The View Changed When I Found Gratitude

(KF from Yokohama / 60’s Female / Housewife)

Great Change in My Son Thanks to Streaming Learning Program

Watching the streaming learning program sent through the e-mail newsletter with my son is my great pleasure.

My 25-year-old son has severe mental disability.  He repeatedly watches “Yuki no Kai” the learning program for the unmarried between 15 and 30 years old.  He picked up the words from the teaching and always says “Honest and sincere.”  I explained “It means that you can say ‘sorry’ when you are wrong,” and then the words became the key to him.  He always reflects his behaviors with the words; asking himself if the act he has done was based on his honesty and sincereness.

That Was Me Who Benefited from The Learning

Since my husband passed away 6 years ago, my son had been suffering from increasing anxiety and anger.  Moreover, he is an epileptic.  Especially last year when people were under the stress due to COVID-19, he was always irritated and angry.  At that time, the great breakthrough had come.  His epileptic fits became severe and frequent; several times a day.  They got so serious that he constantly developed respiratory arrests and rigidity.  That was a moment I realized I had been full of complaints rather than appreciation of having my son.

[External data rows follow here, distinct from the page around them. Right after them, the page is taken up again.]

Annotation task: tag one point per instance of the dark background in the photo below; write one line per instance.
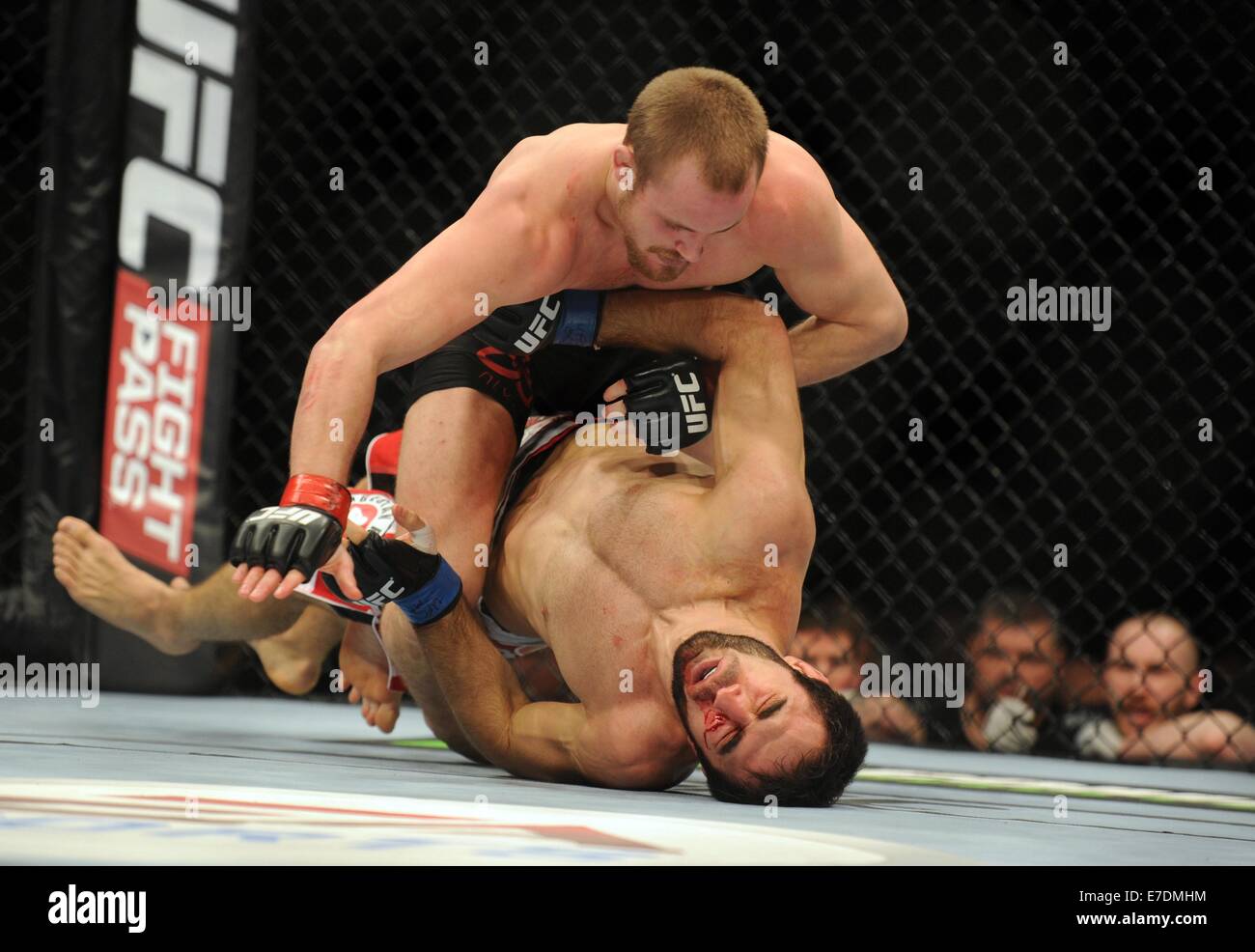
(1074, 175)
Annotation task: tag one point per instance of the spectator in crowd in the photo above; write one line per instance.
(1016, 658)
(1154, 687)
(836, 642)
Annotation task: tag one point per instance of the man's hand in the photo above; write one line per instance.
(277, 547)
(668, 404)
(568, 318)
(404, 569)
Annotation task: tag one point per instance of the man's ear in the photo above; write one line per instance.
(804, 668)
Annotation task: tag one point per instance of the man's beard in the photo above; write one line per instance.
(707, 641)
(644, 262)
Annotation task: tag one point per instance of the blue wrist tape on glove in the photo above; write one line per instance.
(434, 598)
(581, 314)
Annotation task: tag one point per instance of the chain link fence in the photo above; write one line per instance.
(23, 48)
(1100, 474)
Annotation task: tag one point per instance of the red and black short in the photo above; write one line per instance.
(559, 379)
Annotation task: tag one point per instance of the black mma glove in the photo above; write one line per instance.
(422, 584)
(300, 533)
(669, 405)
(566, 318)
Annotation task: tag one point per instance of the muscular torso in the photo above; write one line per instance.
(566, 179)
(597, 547)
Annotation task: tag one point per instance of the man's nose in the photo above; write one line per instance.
(689, 250)
(729, 701)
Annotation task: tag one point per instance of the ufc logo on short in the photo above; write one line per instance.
(695, 417)
(540, 326)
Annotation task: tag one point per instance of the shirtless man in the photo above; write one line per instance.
(668, 591)
(694, 191)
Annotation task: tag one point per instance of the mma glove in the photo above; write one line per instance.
(300, 533)
(417, 579)
(669, 405)
(569, 318)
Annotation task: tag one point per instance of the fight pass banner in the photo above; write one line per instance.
(177, 297)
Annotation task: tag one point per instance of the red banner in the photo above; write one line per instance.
(152, 426)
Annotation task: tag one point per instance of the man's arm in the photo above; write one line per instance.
(829, 270)
(494, 255)
(501, 253)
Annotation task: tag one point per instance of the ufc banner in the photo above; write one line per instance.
(179, 299)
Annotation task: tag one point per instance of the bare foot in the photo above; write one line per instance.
(365, 671)
(99, 578)
(288, 662)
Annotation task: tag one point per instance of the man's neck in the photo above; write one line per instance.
(674, 626)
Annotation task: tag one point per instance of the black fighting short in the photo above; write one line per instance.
(559, 379)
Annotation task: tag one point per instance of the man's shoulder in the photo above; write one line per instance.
(639, 745)
(795, 200)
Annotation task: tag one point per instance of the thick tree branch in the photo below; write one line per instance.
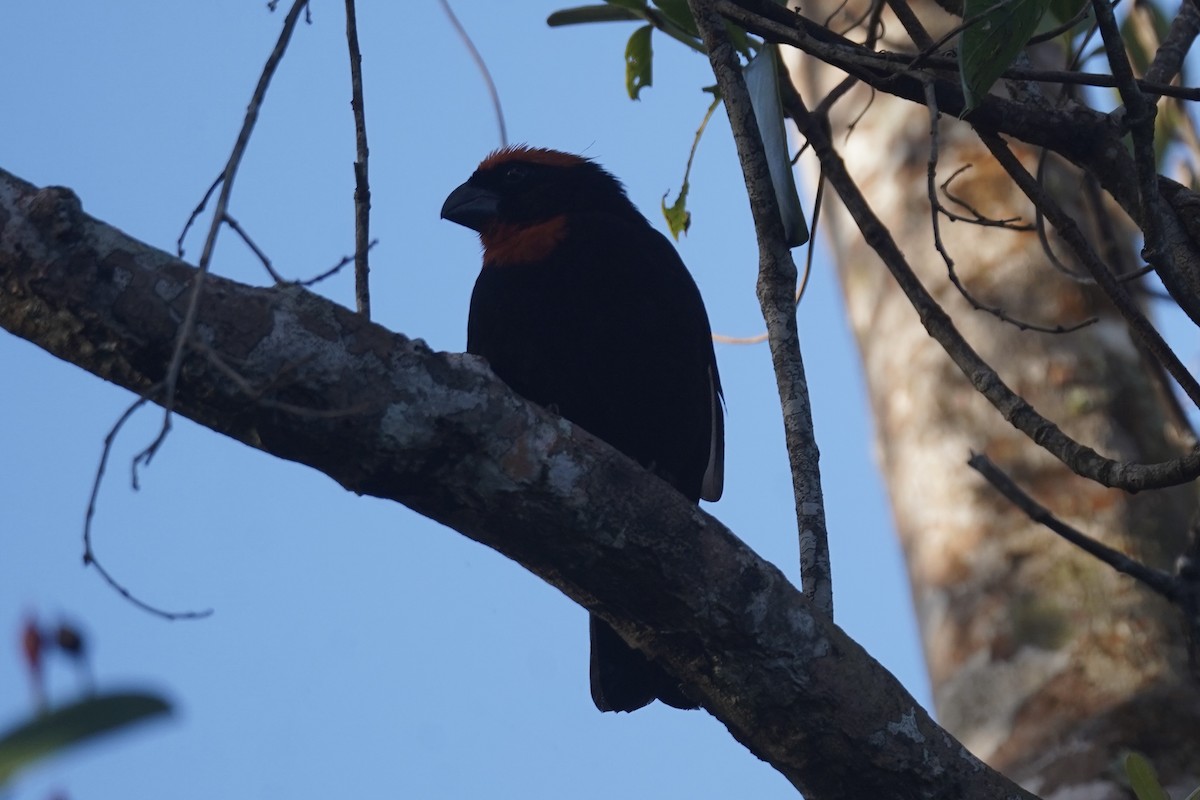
(441, 434)
(777, 298)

I used to expect my son to achieve more with his efforts, encouraging him “You can do it” or “Keep it up.”  He gets very nervous to meet people, so he can only say hello with all his might when he delivers bread once a week at work.  I thought he would do better by being more attached to the work, and paid attention to only what he couldn’t do rather than his best efforts.  My excessive desire destressed my son and myself.  This awareness brought a great change in my response toward him; I say “You are doing great” when he can smoothly get on the commuter bus in the morning, or “It’s all right.  Take it easy” when he can’t.  He spends a day in peace when I accept him from the bottom of my heart.  I realized that he reflected my mind, and I was the one that caused the problem.  I pray to Kami in my every day kigan hoping for my stable and generous mind.

Joy from Being with Kami

He speaks clumsy, but recently told me that he felt relieved to watch the streaming programs and began to mutter the name of Kami.  He shows me the gesture of his forefinger sticking up from his head like an antenna, explaining “Connecting!”  He must be connecting to Kami to tell all his feelings, because he is much calmer than before.

The more we seek ourselves, the more Kami answers us.  I cannot help loving my son who seeks for Kami with his antenna fully connected.  I am full of gratitude for the great pleasure to live along with Kami together with my son.